La tassa di Obama sull'occidente
Libia, Iran, Siria. Appunti sui guai postumi del leading from behind obamiano
Sono felice che Obama, simbolo assoluto del Millennio, in quanto primo presidente nero e in quanto ultimo presidente colto e civile degli Stati Uniti, stia “having a good time”. Il video con la caramellina trasmessa a Michelle da George W. ai funerali di McCain è delizioso. Il suo discorso funebre, come quelli di W. e di Joe Biden, perfetto nel tono civile e storico. La sua eleganza, non priva di una qualche alterigia, spicca sempre in ogni cerimonia post presidenziale. Il linguaggio del corpo è magnificente. Si dedica da uomo totale, da coppia perfetta con sua moglie, da famiglia illustre con le figliole, ad attività generose e buon per lui redditizie. E’ un grande scrittore, ci sorprenderà in modo creativo. I criteri di vita della persona umana e di una nazione che illumina il mondo con il suo illuminismo cristiano, e la sua idea di eguaglianza e libertà, sono esposti e riesposti con grandissima eloquenza. La sua sola esistenza funge da antidoto rispetto all’esperienza crassa e per certi aspetti bestiale, molto comica, dell’impostore al potere oggi.

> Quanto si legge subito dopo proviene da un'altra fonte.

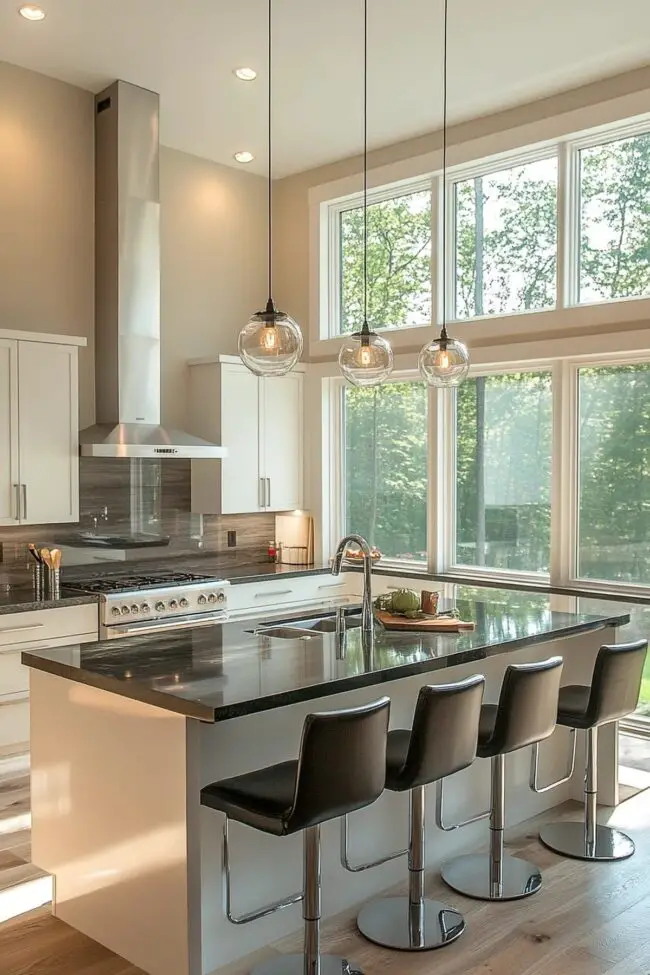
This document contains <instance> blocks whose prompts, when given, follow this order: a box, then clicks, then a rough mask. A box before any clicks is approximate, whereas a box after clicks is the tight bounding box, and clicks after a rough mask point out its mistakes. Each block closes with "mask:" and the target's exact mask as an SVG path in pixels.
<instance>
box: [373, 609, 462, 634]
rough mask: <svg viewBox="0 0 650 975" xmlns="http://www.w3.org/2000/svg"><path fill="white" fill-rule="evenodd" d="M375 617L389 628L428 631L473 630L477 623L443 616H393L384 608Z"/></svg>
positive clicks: (389, 629) (448, 631) (428, 631)
mask: <svg viewBox="0 0 650 975" xmlns="http://www.w3.org/2000/svg"><path fill="white" fill-rule="evenodd" d="M375 618H376V619H377V620H379V622H380V623H381V625H382V626H383V627H385V629H387V630H424V631H426V632H428V633H460V631H461V630H473V629H474V626H475V624H474V623H468V622H465V621H464V620H458V619H452V618H451V617H449V616H443V617H442V618H441V619H428V620H409V619H407V618H406V617H405V616H393V615H392V613H386V612H384V610H381V609H376V610H375Z"/></svg>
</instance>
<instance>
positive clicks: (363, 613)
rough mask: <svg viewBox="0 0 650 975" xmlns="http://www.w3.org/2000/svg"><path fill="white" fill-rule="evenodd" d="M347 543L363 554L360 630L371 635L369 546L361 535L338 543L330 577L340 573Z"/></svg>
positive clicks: (370, 574)
mask: <svg viewBox="0 0 650 975" xmlns="http://www.w3.org/2000/svg"><path fill="white" fill-rule="evenodd" d="M349 542H353V543H354V544H355V545H358V546H359V548H360V549H361V551H362V552H363V602H362V604H361V629H362V630H363V632H364V633H372V628H373V616H372V555H371V552H370V546H369V545H368V543H367V541H366V540H365V538H363V537H362V536H361V535H346V536H345V537H344V538H342V539H341V541H340V542H339V545H338V548H337V550H336V554H335V556H334V559H333V561H332V575H333V576H337V575H338V574H339V573H340V571H341V564H342V562H343V556H344V554H345V549H346V548H347V545H348V543H349Z"/></svg>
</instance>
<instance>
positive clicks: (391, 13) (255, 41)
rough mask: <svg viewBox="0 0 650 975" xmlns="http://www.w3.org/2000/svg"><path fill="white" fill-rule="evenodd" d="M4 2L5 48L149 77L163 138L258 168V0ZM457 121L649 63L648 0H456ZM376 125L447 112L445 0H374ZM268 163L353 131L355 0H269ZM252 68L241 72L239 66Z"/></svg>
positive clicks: (370, 51) (259, 129) (1, 54)
mask: <svg viewBox="0 0 650 975" xmlns="http://www.w3.org/2000/svg"><path fill="white" fill-rule="evenodd" d="M17 6H18V0H0V60H5V61H9V62H11V63H14V64H19V65H22V66H24V67H27V68H31V69H33V70H35V71H39V72H41V73H43V74H46V75H51V76H53V77H55V78H60V79H62V80H64V81H69V82H71V83H72V84H76V85H79V86H81V87H84V88H88V89H90V90H92V91H99V90H101V88H103V87H104V86H105V85H106V84H108V83H110V82H111V81H113V80H114V79H115V78H120V79H122V80H124V81H130V82H132V83H134V84H137V85H142V86H143V87H146V88H150V89H153V90H154V91H158V92H159V93H160V95H161V100H162V101H161V139H162V142H163V143H164V144H165V145H169V146H173V147H175V148H178V149H182V150H185V151H187V152H191V153H194V154H196V155H199V156H204V157H207V158H209V159H214V160H217V161H219V162H223V163H226V164H228V165H237V164H236V163H234V161H233V153H234V152H235V151H237V150H239V149H249V150H251V151H252V152H254V153H255V155H256V157H257V158H256V160H255V162H254V163H253V164H251V165H249V167H248V168H249V170H252V171H255V172H265V166H266V150H265V139H266V115H265V112H266V106H265V98H266V82H265V79H264V78H263V77H261V75H263V74H264V73H265V71H266V9H267V7H266V0H42V6H43V7H44V9H45V10H46V11H47V14H48V15H47V17H46V19H45V20H44V21H42V22H40V23H29V22H27V21H25V20H24V19H23V18H22V17H19V16H18V15H17V12H16V8H17ZM449 7H450V14H449V16H450V20H449V112H450V120H452V121H454V120H456V121H457V120H460V119H467V118H472V117H475V116H478V115H485V114H487V113H490V112H492V111H495V110H499V109H502V108H506V107H509V106H511V105H515V104H519V103H521V102H525V101H530V100H532V99H535V98H539V97H542V96H544V95H546V94H551V93H553V92H556V91H561V90H563V89H566V88H571V87H574V86H576V85H579V84H581V83H584V82H587V81H592V80H595V79H597V78H600V77H604V76H606V75H611V74H615V73H617V72H619V71H624V70H626V69H628V68H633V67H637V66H639V65H641V64H644V63H647V62H648V61H650V49H649V47H648V37H650V3H648V0H616V2H614V3H613V2H612V0H450V3H449ZM369 8H370V9H369V38H370V73H369V79H370V80H369V102H370V105H369V138H370V143H371V147H377V146H382V145H387V144H390V143H392V142H397V141H400V140H402V139H406V138H410V137H412V136H416V135H421V134H423V133H425V132H428V131H431V130H434V129H436V128H437V127H438V126H439V124H440V119H441V105H440V100H441V99H440V94H441V87H440V83H441V67H440V62H441V57H440V55H441V24H442V20H441V15H442V0H370V2H369ZM273 10H274V58H273V60H274V101H275V121H274V142H275V149H274V157H275V160H274V173H275V175H276V176H285V175H288V174H290V173H294V172H298V171H300V170H305V169H310V168H312V167H314V166H317V165H320V164H322V163H326V162H331V161H333V160H335V159H340V158H344V157H346V156H350V155H352V154H354V153H356V152H358V151H359V149H360V145H361V94H362V89H361V82H362V78H361V52H362V20H361V17H362V2H361V0H275V2H274V5H273ZM239 65H246V66H251V67H254V68H256V69H257V70H258V71H259V72H260V78H258V80H257V81H255V82H252V83H245V82H241V81H237V80H236V79H235V77H234V76H233V74H232V69H233V68H234V67H236V66H239Z"/></svg>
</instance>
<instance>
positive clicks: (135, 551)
mask: <svg viewBox="0 0 650 975" xmlns="http://www.w3.org/2000/svg"><path fill="white" fill-rule="evenodd" d="M190 477H191V462H190V461H189V460H138V461H131V460H126V459H124V460H122V459H119V460H118V459H113V458H111V459H110V460H109V459H102V458H95V457H81V458H80V469H79V498H80V504H79V512H80V520H79V523H78V524H74V525H71V524H63V525H26V526H17V527H12V528H0V562H2V563H3V565H4V566H7V565H8V564H11V563H14V564H15V563H16V562H18V563H23V564H24V563H25V559H26V552H25V545H26V543H27V542H30V541H33V542H35V543H36V544H37V545H38V544H42V545H46V544H54V543H56V544H58V545H66V544H67V545H70V544H75V543H77V544H78V541H79V532H80V531H86V532H94V533H96V534H99V535H120V536H133V535H139V536H141V535H146V536H152V540H153V539H154V538H158V539H160V540H162V539H169V541H168V543H166V544H165V545H164V546H160V547H158V546H156V547H153V546H152V547H150V548H138V549H133V550H129V555H132V557H133V559H136V558H137V559H138V560H141V559H143V558H158V559H160V558H167V557H169V556H174V555H193V554H197V553H199V552H211V553H221V552H223V553H224V554H226V553H227V554H228V556H229V557H232V559H233V560H234V561H237V562H252V561H256V560H257V559H259V558H264V557H265V555H266V549H267V545H268V542H269V539H271V538H272V537H273V534H274V531H275V516H274V515H273V514H267V513H260V514H249V515H221V516H220V515H203V516H201V515H193V514H191V512H190ZM232 530H234V531H235V532H236V539H237V544H236V547H235V548H228V532H229V531H232ZM92 551H93V550H92V548H90V547H89V548H88V552H89V554H92ZM89 561H90V559H89Z"/></svg>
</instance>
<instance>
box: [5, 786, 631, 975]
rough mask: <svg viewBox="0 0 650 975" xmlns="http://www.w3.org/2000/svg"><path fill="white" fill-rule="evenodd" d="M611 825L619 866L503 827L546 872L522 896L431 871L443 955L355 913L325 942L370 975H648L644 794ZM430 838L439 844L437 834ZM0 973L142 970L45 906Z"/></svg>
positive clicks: (293, 938) (241, 966)
mask: <svg viewBox="0 0 650 975" xmlns="http://www.w3.org/2000/svg"><path fill="white" fill-rule="evenodd" d="M556 812H557V811H556ZM578 813H579V808H578V806H577V805H572V806H570V807H566V808H565V809H563V810H562V812H561V815H562V816H563V817H566V818H576V817H577V814H578ZM554 818H555V817H554ZM605 818H606V817H605ZM611 822H612V823H615V824H616V825H617V826H619V827H620V828H623V829H626V830H628V831H629V832H631V833H632V834H633V835H634V838H635V840H636V843H637V854H636V856H634V857H632V859H630V860H627V861H625V862H623V863H617V864H585V863H582V862H581V861H576V860H563V859H562V858H561V857H558V856H556V855H555V854H553V853H551V852H550V851H549V850H546V849H545V848H544V847H542V846H540V844H539V843H538V841H537V839H536V828H535V827H536V825H537V823H538V821H530V822H529V823H525V824H523V826H520V827H517V828H515V830H514V831H512V832H511V833H509V835H508V839H507V844H508V847H509V848H510V851H511V852H514V853H520V854H521V855H524V856H526V857H527V858H528V859H532V860H534V861H535V862H537V863H538V864H539V866H540V867H541V868H542V869H543V871H544V888H543V889H542V891H541V892H540V893H539V894H537V895H536V896H534V897H531V898H528V899H526V900H523V901H516V902H510V903H508V904H484V903H481V902H478V901H470V900H466V899H465V898H462V897H460V896H457V895H454V894H453V893H452V892H451V891H448V890H447V889H446V888H445V887H444V886H443V885H442V884H440V883H439V882H438V881H437V879H436V877H435V875H432V877H431V878H430V882H429V891H430V893H431V894H432V895H433V896H438V897H440V898H442V899H444V900H445V901H446V902H447V903H449V904H450V905H453V906H457V907H460V908H461V910H462V911H463V912H464V913H465V915H466V917H467V920H468V929H467V932H466V934H465V935H464V937H463V938H461V939H460V940H459V941H458V942H456V943H455V944H454V945H451V946H450V947H448V948H445V949H443V950H442V951H437V952H423V953H421V954H403V953H400V952H388V951H385V950H382V949H379V948H377V947H375V946H373V945H371V944H369V943H368V942H365V941H364V940H363V938H361V937H360V936H359V935H358V934H357V932H356V930H355V926H354V918H353V915H352V914H345V915H340V916H339V917H338V918H335V919H334V920H332V921H330V922H328V924H326V925H325V926H324V932H323V935H324V936H323V942H324V948H325V950H328V951H332V952H336V953H337V954H343V955H345V956H347V957H348V958H352V959H353V960H355V961H357V962H358V963H360V964H361V965H362V966H363V968H364V970H365V972H366V975H430V973H433V972H435V973H436V975H650V792H645V793H640V794H639V795H637V796H634V797H633V798H631V799H629V800H627V802H625V803H623V804H622V805H621V806H619V808H618V809H617V810H616V812H615V813H614V814H613V817H612V818H611ZM431 842H436V836H435V835H433V836H432V837H431ZM299 946H300V938H299V937H298V938H296V937H295V936H294V937H292V938H290V939H285V940H284V941H283V942H279V943H278V944H276V945H274V946H273V947H272V948H270V949H268V950H267V951H266V952H264V953H258V954H257V956H255V957H254V958H253V957H251V958H249V959H247V960H246V961H245V962H243V963H242V962H240V963H238V964H237V965H235V966H230V968H229V969H228V970H227V972H228V975H239V973H243V972H246V971H248V970H249V969H250V965H251V962H252V961H257V960H259V958H260V957H261V956H263V955H267V956H268V955H269V954H275V953H277V952H285V951H291V950H295V949H296V948H299ZM0 972H1V973H2V975H5V973H6V975H10V973H11V975H141V973H140V972H139V970H138V969H135V968H133V967H132V966H131V965H128V964H127V963H126V962H124V961H122V960H121V959H119V958H117V957H116V956H115V955H112V954H111V953H110V952H108V951H106V950H105V949H104V948H101V947H100V946H99V945H97V944H95V943H94V942H92V941H89V940H88V939H87V938H85V937H83V936H82V935H79V934H77V933H76V932H75V931H73V930H72V929H71V928H68V927H67V926H66V925H65V924H62V923H61V922H60V921H57V920H55V919H54V918H52V917H50V916H49V914H48V913H47V911H46V909H41V910H39V911H36V912H33V913H32V914H31V915H28V916H27V917H25V918H23V919H17V920H16V921H10V922H7V923H6V924H5V925H3V926H2V928H0ZM223 975H226V969H224V970H223Z"/></svg>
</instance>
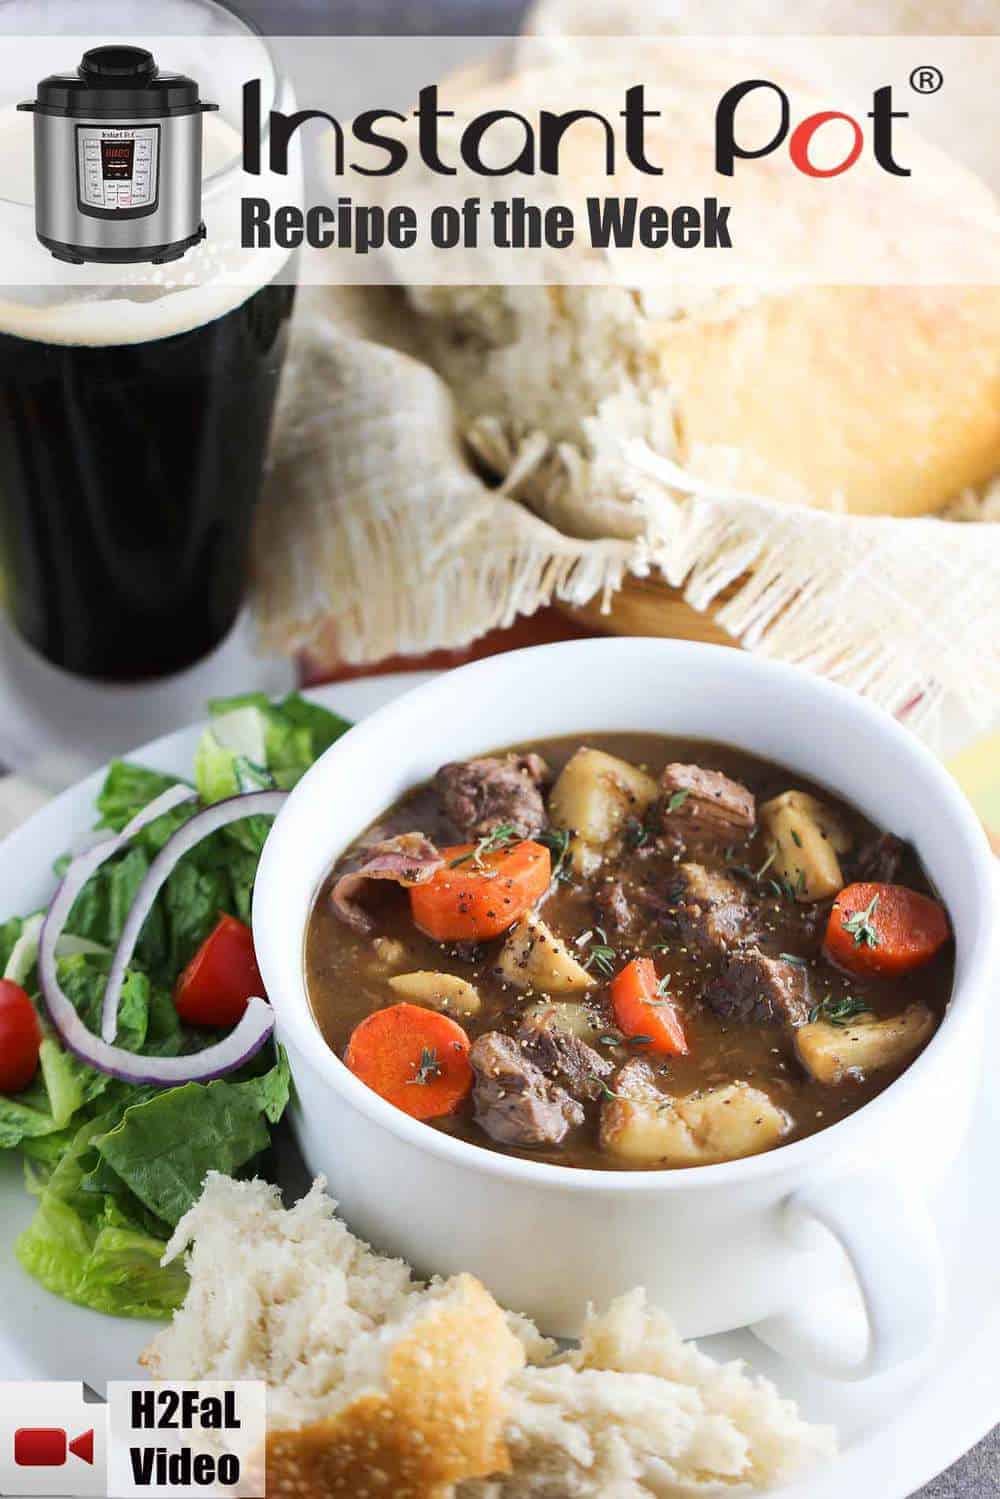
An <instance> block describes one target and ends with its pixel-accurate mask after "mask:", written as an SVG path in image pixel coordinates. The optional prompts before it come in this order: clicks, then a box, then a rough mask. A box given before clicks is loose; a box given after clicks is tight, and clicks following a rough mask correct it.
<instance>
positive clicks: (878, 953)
mask: <svg viewBox="0 0 1000 1499" xmlns="http://www.w3.org/2000/svg"><path fill="white" fill-rule="evenodd" d="M949 937H951V926H949V922H948V913H946V910H945V907H943V905H940V902H939V901H933V899H931V898H930V895H921V893H919V890H909V889H907V887H906V886H904V884H849V886H846V887H844V889H843V890H841V892H840V895H838V896H837V899H835V901H834V908H832V911H831V914H829V920H828V923H826V937H825V938H823V952H825V953H826V956H828V958H829V959H831V962H835V964H837V965H838V967H841V968H847V971H849V973H861V974H864V973H880V974H885V976H889V977H895V976H898V974H903V973H912V970H913V968H921V967H924V964H925V962H930V961H931V958H933V956H934V953H937V952H940V949H942V947H943V946H945V943H946V941H948V938H949Z"/></svg>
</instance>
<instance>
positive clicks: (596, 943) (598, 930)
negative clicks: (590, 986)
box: [583, 926, 618, 979]
mask: <svg viewBox="0 0 1000 1499" xmlns="http://www.w3.org/2000/svg"><path fill="white" fill-rule="evenodd" d="M594 931H595V932H597V937H598V941H592V940H591V941H589V943H588V955H586V958H585V959H583V967H585V968H588V970H589V968H597V971H598V973H603V974H604V977H606V979H613V977H615V962H616V959H618V953H616V952H615V949H613V947H612V944H610V943H609V940H607V932H606V931H604V928H603V926H595V928H594Z"/></svg>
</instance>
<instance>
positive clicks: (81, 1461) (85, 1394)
mask: <svg viewBox="0 0 1000 1499" xmlns="http://www.w3.org/2000/svg"><path fill="white" fill-rule="evenodd" d="M106 1447H108V1408H106V1405H105V1403H103V1402H102V1400H99V1399H97V1397H96V1396H94V1393H93V1391H91V1390H87V1388H85V1387H84V1385H81V1382H79V1381H72V1379H63V1381H57V1379H21V1381H13V1379H9V1381H0V1495H3V1499H21V1496H24V1499H52V1496H61V1495H66V1496H72V1499H103V1496H105V1495H106V1492H108V1490H106V1481H108V1474H106Z"/></svg>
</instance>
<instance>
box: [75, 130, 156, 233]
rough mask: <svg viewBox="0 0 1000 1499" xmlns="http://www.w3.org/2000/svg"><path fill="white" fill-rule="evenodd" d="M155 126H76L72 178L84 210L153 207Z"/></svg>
mask: <svg viewBox="0 0 1000 1499" xmlns="http://www.w3.org/2000/svg"><path fill="white" fill-rule="evenodd" d="M159 138H160V127H159V124H145V126H118V124H114V126H99V124H78V126H76V177H78V184H79V204H81V207H82V208H84V210H87V208H97V210H103V211H105V213H121V211H127V210H132V211H133V210H135V208H151V207H153V205H154V204H156V187H157V171H159Z"/></svg>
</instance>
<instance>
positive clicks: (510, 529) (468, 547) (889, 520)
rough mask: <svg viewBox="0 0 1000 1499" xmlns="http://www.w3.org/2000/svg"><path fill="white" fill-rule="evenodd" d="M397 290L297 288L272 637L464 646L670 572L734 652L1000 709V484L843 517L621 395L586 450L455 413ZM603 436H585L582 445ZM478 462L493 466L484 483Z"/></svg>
mask: <svg viewBox="0 0 1000 1499" xmlns="http://www.w3.org/2000/svg"><path fill="white" fill-rule="evenodd" d="M420 339H421V319H420V318H418V316H417V313H415V310H414V307H412V303H411V301H409V300H408V298H406V295H405V294H403V292H396V291H391V289H385V288H367V289H354V291H343V289H325V288H324V289H307V291H304V292H303V294H300V301H298V310H297V318H295V328H294V337H292V351H291V361H289V369H288V376H286V381H285V384H283V396H282V406H280V411H279V423H277V432H276V441H274V451H273V460H271V472H270V483H268V489H267V495H265V501H264V505H262V511H261V517H259V526H258V535H256V595H255V607H256V618H258V622H259V631H261V637H262V643H264V645H265V646H267V648H270V649H277V651H285V652H292V651H298V649H312V651H318V652H319V654H321V655H322V654H325V655H327V657H330V655H331V654H333V655H336V658H337V660H340V661H345V663H366V661H376V660H379V658H381V657H387V655H399V654H421V652H427V651H435V649H441V648H460V646H465V645H468V643H469V642H471V640H474V639H477V637H478V636H481V634H484V633H486V631H487V630H492V628H495V627H502V625H508V624H511V622H513V619H514V618H516V616H517V615H529V613H532V612H534V610H537V609H538V607H541V606H543V604H549V603H552V601H553V600H561V601H564V603H570V604H582V603H586V601H588V600H591V598H594V597H595V595H600V597H601V598H603V600H604V601H607V600H609V598H610V595H612V594H613V591H615V589H618V588H619V586H621V583H622V579H624V577H625V574H627V573H634V574H640V576H642V574H649V573H651V571H652V570H658V573H660V574H661V576H663V577H664V579H666V580H667V582H669V583H670V585H673V586H675V588H681V589H682V591H684V597H685V600H687V601H688V603H690V604H693V606H694V607H696V609H699V610H705V609H708V607H709V604H712V601H714V600H718V598H720V595H723V594H724V592H726V594H727V595H729V597H727V600H726V603H724V606H723V607H721V610H720V613H718V615H717V616H715V618H717V621H718V624H721V625H723V627H724V628H726V630H727V631H729V633H730V634H732V636H733V637H735V640H738V642H739V643H741V645H744V646H745V648H747V649H750V651H757V652H760V654H763V655H771V657H778V658H781V660H784V661H790V663H796V664H799V666H804V667H808V669H811V670H814V672H822V673H825V675H826V676H829V678H832V679H835V681H838V682H843V684H846V685H849V687H852V688H856V690H858V691H862V693H865V694H867V696H868V697H871V699H873V700H874V702H877V703H880V705H882V706H883V708H886V709H889V711H891V712H894V714H903V715H906V721H907V723H909V724H910V726H912V727H913V729H915V730H916V732H919V733H921V735H922V736H924V738H927V739H928V741H934V742H939V741H940V738H942V724H943V721H949V723H952V721H954V718H955V715H957V714H960V715H961V717H963V718H964V720H966V721H967V723H969V726H970V727H972V729H975V727H978V726H987V724H990V723H991V721H993V720H994V718H996V715H997V711H999V708H1000V526H997V525H996V522H997V520H1000V483H996V484H994V486H993V489H991V490H988V492H987V493H978V495H966V496H963V498H961V501H960V502H958V505H955V507H954V510H952V511H951V514H949V517H948V519H946V517H942V519H937V517H934V519H906V520H898V519H889V517H877V516H874V517H864V516H847V514H835V513H831V511H820V510H807V508H804V507H801V505H793V504H787V502H774V501H769V499H766V498H762V496H759V495H747V493H733V492H732V490H727V489H726V487H724V486H721V484H718V483H715V484H711V483H706V481H705V480H700V478H697V480H696V478H693V477H691V475H690V474H687V472H684V471H682V469H681V468H679V466H678V463H676V462H675V459H673V457H672V454H670V436H669V430H664V432H657V433H654V435H651V433H648V432H646V433H643V435H640V436H634V435H633V436H630V435H628V421H627V420H622V421H621V423H619V424H618V429H619V432H621V435H616V420H615V418H616V411H615V396H613V391H612V393H610V394H609V396H607V399H601V400H600V403H598V406H597V409H595V418H594V423H592V424H591V429H589V433H588V441H586V442H585V444H573V442H565V441H562V442H556V441H553V439H552V438H550V436H549V435H547V433H544V432H519V433H516V435H511V432H510V430H507V429H505V427H504V424H502V423H499V421H483V420H480V421H477V423H463V421H462V418H460V415H459V412H457V409H456V403H454V400H453V396H451V391H450V388H448V387H447V385H445V382H444V381H442V379H441V378H439V376H438V375H436V373H435V370H433V369H432V366H430V363H429V361H427V352H426V351H424V349H423V348H421V342H420ZM585 450H588V451H585ZM484 469H486V472H490V474H495V475H498V477H499V481H493V483H492V481H490V478H487V477H484Z"/></svg>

Detto questo. Ha dato inizio all’isolazionismo e al ripiego americano nel mondo con il suo “leading from behind”. Ha aiutato quel bifolco di Sarko nell’impresa di Libia, di cui il Mediterraneo pagherà per una generazione o due le conseguenze. Ha lasciato con il non intervento dopo l’uso delle armi chimiche, nonostante l’appello di Hollande (e Macron), che la Siria diventasse insieme il carnaio che conosciamo, e che non ha finito di tritare budella, e l’avamposto di Russia e Iran alle porte della nostra casa, procurando fra l’altro alla Merkel da lui tanto amata il piccolo guaio della migrazione biblica, quella sì un’emergenza, intorno al milione di uomini e donne e vecchi e bambini. Ha dato via libera all’Iran in cambio di promesse che sono servite soltanto a incrementare la sua potenza balistica e a spaventare a morte Israele, che non era proprio il suo darling. Ha tutelato una ripresa economica solida e continua, dopo il botto della Lehman Brothers, ma insufficiente a sanare grandi ferite sociali incipienti, che si sono messe a sanguinare tutte insieme e nello stesso momento. Ha fomentato una retorica culminata nello sfortunato slogan elettorale “Stronger Together”, che perfino Hillary, adottandolo, definiva “clumsy”, maldestro, in particolare se opposto a “Make America Great Again” o MAGA, in particolare se confrontato con l’epidemia da oppio, “Weaker Alone”, e il crescente risentimento in quei cazzo di stati industriali che hanno dato la vittoria ai punti a The Donald.
I bianchi affluenti dei campus sotto il suo regno si sono messi a difendere i safe space, cioè le zone liberate dalla libertà di pensiero e di parola. Il #MeToo è stato incubato dalla ideologia vittimista profusa a piene mani nel suo reame. Il progresso dei neri è divenuto chiacchiera benpensante, l’ultimo che abbia fatto qualcosa è Lyndon B. Johnson negli anni Sessanta. Sull’immigrazione illegale forse si poteva fare qualcosina di più, sebbene anche le strategie accorte à la Minniti non preservino da cocenti sconfitte. Ha preso Bin Laden, con gli uomini e le piste di Bush. Per il resto ha disossato gli interventi in Iraq e in Afghanistan con le note e presenti conseguenze. Ha rafforzato Putin e Xi Jinping. E’ stato ed è il cocco dell’intellighenzia, a buon titolo, perché è davvero un intellettuale preparato e un gran signore. E ci ha infine dato un successore mica male. Stop.